Through moments of awe and exhaustion, self-doubt and quiet breakthroughs, the book takes readers from the unforgiving slopes of the Himalayas to the invisible mountains we face in our everyday lives: ambition, fear, burnout, loss, uncertainty, and the long wait between trying and arriving.
The narrative captures the unglamorous yet defining realities of extreme altitude—tents collapsing under wind at Camp 4, frostbitten hands, frozen oxygen tanks, and the unlikely comfort of hot tea and UNO cards at 8,000 meters. These scenes strip Everest of its heroism and reveal the quiet camaraderie and human resilience that lie beneath the surface.
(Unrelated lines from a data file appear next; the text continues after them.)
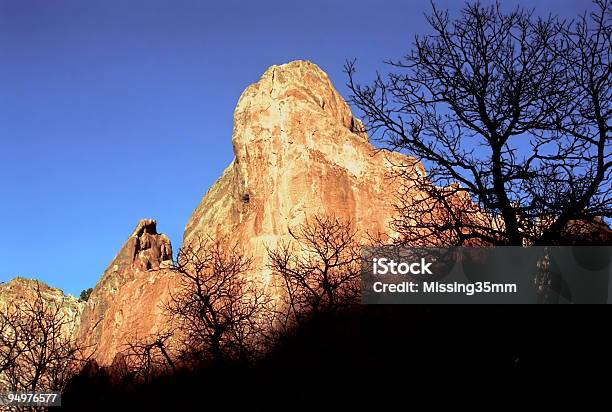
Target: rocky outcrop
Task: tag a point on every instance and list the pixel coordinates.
(298, 152)
(126, 301)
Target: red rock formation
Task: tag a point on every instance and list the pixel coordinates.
(126, 301)
(299, 152)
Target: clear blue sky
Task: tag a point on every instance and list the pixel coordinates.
(112, 111)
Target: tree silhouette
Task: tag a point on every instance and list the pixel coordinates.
(319, 268)
(217, 309)
(510, 115)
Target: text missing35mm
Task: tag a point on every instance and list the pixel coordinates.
(468, 289)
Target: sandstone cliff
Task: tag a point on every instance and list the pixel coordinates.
(126, 300)
(298, 152)
(25, 290)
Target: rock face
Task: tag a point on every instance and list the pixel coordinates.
(299, 152)
(126, 301)
(25, 290)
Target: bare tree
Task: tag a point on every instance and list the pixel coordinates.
(217, 309)
(149, 356)
(37, 350)
(509, 113)
(319, 268)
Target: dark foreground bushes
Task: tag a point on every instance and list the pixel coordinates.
(372, 355)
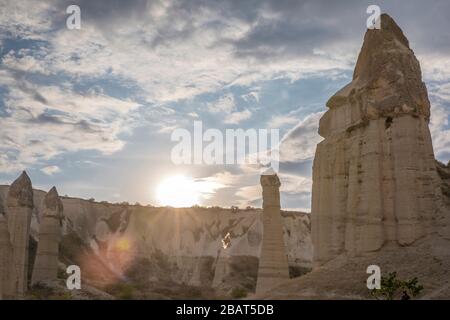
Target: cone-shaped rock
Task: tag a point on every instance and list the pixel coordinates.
(20, 207)
(374, 174)
(273, 265)
(46, 263)
(20, 193)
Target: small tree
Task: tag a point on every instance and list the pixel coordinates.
(391, 286)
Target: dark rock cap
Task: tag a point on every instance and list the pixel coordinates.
(387, 76)
(20, 192)
(52, 201)
(270, 180)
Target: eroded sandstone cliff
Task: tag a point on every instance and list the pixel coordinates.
(114, 242)
(374, 174)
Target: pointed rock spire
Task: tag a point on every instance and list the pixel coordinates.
(52, 202)
(374, 174)
(20, 193)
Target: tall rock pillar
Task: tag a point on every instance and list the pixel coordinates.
(273, 264)
(374, 174)
(6, 267)
(46, 263)
(20, 207)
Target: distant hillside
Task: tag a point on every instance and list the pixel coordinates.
(113, 242)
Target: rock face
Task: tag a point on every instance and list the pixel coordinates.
(20, 207)
(273, 264)
(46, 262)
(374, 174)
(6, 270)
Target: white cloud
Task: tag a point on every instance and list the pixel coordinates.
(300, 142)
(224, 104)
(237, 117)
(282, 120)
(50, 170)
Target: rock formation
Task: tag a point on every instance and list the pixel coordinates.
(273, 265)
(20, 207)
(374, 174)
(46, 262)
(6, 270)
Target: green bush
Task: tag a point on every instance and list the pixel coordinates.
(392, 287)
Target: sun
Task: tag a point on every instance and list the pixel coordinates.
(177, 191)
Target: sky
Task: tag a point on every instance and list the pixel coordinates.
(92, 111)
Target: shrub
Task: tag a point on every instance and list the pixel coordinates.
(391, 287)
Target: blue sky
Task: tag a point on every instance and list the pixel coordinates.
(92, 110)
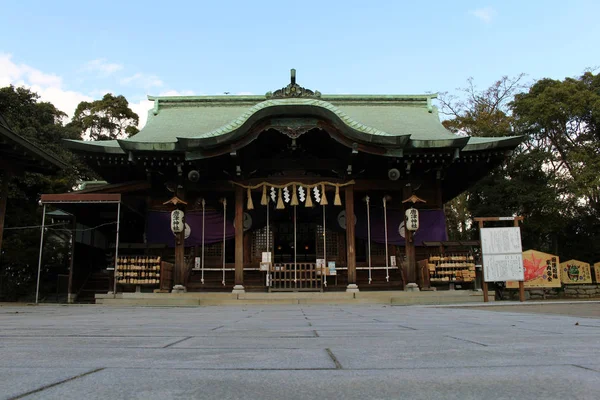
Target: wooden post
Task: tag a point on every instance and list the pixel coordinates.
(70, 294)
(350, 236)
(239, 237)
(179, 270)
(521, 283)
(483, 282)
(3, 201)
(409, 247)
(438, 193)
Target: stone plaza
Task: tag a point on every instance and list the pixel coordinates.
(300, 352)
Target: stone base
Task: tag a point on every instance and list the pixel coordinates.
(412, 287)
(352, 288)
(179, 289)
(238, 289)
(71, 297)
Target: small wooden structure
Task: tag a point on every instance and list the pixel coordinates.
(17, 156)
(296, 174)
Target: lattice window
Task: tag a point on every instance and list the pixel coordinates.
(259, 241)
(213, 250)
(377, 249)
(331, 240)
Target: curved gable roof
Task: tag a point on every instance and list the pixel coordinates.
(197, 122)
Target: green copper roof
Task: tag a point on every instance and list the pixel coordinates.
(189, 124)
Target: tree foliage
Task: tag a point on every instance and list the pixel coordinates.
(553, 178)
(106, 119)
(42, 124)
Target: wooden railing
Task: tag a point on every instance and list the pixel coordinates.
(290, 277)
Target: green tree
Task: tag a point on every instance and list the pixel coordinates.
(553, 178)
(42, 124)
(106, 119)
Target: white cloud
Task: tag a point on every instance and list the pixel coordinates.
(102, 67)
(47, 86)
(177, 93)
(142, 80)
(485, 14)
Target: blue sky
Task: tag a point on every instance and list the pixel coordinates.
(70, 51)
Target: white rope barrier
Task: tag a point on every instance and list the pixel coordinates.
(224, 236)
(387, 273)
(369, 236)
(324, 247)
(203, 241)
(295, 250)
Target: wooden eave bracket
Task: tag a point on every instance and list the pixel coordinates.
(414, 199)
(175, 200)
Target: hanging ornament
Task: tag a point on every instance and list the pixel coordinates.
(323, 196)
(286, 195)
(337, 201)
(302, 194)
(250, 204)
(264, 200)
(308, 199)
(280, 205)
(294, 196)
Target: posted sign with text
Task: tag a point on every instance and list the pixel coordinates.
(502, 254)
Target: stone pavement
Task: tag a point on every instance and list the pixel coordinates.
(296, 352)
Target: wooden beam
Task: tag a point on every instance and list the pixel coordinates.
(488, 219)
(80, 198)
(350, 236)
(239, 235)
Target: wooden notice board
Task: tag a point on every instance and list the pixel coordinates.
(502, 254)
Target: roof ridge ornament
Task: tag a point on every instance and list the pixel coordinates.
(293, 90)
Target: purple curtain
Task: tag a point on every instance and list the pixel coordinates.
(158, 229)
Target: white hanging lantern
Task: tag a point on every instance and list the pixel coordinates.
(412, 219)
(286, 195)
(177, 224)
(301, 194)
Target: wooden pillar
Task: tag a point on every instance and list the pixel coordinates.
(3, 200)
(239, 237)
(483, 282)
(409, 247)
(180, 268)
(521, 283)
(70, 294)
(350, 236)
(438, 194)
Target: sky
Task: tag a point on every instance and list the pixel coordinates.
(73, 51)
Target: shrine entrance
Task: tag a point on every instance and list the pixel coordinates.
(298, 242)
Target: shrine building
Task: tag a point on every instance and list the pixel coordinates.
(290, 191)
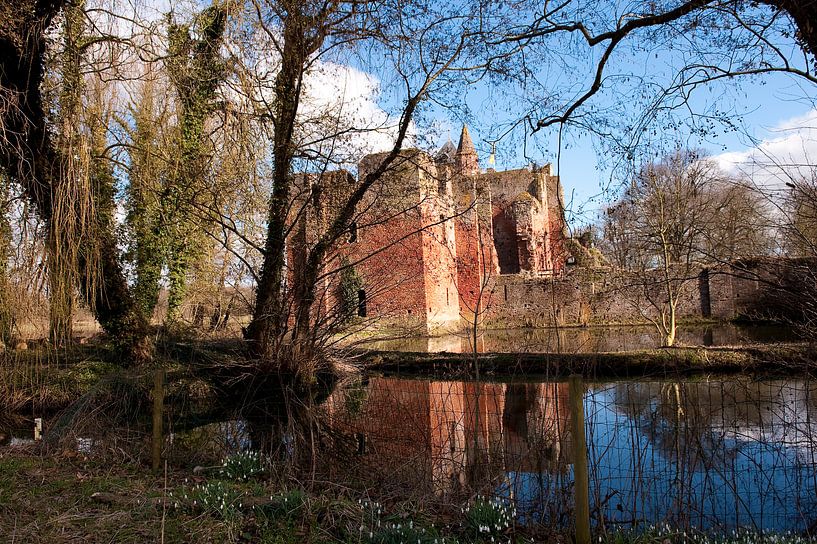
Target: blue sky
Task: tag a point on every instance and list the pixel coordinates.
(763, 108)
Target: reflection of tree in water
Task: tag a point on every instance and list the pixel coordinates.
(748, 442)
(685, 419)
(678, 420)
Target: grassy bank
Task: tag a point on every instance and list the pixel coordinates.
(777, 359)
(67, 497)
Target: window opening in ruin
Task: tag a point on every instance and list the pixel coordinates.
(361, 303)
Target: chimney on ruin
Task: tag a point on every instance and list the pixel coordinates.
(467, 159)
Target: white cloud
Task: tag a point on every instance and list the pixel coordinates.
(340, 111)
(789, 152)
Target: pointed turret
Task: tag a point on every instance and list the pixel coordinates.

The book also pays tribute to Mingma Tenzi Sherpa, who had submitted Lhotse just the day before, yet returned without pause to lead their final climb up Everest. Without oxygen, without fanfare, just sheer resolve.
Earlier in their journey, the 2015 avalanche that killed 17 at Base Camp could have sent them home. Instead, they turned their tent into a relief center, offering food and first aid to survivors. That decision to stay and serve became a quiet, formative act of leadership long before the summit was in sight.
Early Endorsements for What’s Your Everest
The book has received praise from prominent voices across business, film, sport, and the mountaineering community:
“What’s Your Everest challenges you to look beyond the daily grind and focus on what truly matters—uncovering your passion and pursuing it with unwavering determination.”
– Anand Mahindra
“An inspiring account of the importance of never giving up on your dreams. This is a tale of self-discovery and perseverance in the face of insurmountable odds.”
– Anupam Kher
“What’s Your Everest? is: when you get knocked down, you get up again. Everest is tough. This is a great achievement.”
– Peter Hillary, mountaineer and son of Sir Edmund Hillary
“A moving and insightful exploration of grit and resilience. This book will inspire you to rise above adversity and chase your dreams.”
– Krishnamachari Srikkanth, former captain of the Indian cricket team
About the Authors
Samir Patham and Sauraj Jhingan are the co-founders of Adventure Pulse, a mountaineering and adventure consultancy that has guided hundreds of people across the Himalayas, Africa, and South America. Both certified climbers and educators, they’ve mentored first-time trekkers from diverse backgrounds, from corporate professionals to schoolchildren, senior citizens, and those recovering from illness or loss. Their work is rooted in the belief that the outdoors is for everyone and that the climb is always about more than the summit.
About Adventure Pulse
Founded by mountaineers Samir Patham and Sauraj Jhingan, Adventure Pulse is a boutique adventure and mountaineering company that has spent over 15 years guiding first-time trekkers, corporate teams, cancer survivors, and senior citizens across some of the world’s most iconic terrains. Built on the values of safety, inclusion, and inner resilience, the company has taken people from all walks of life to their own personal summits, proving that the real climb is always about more than just the mountain.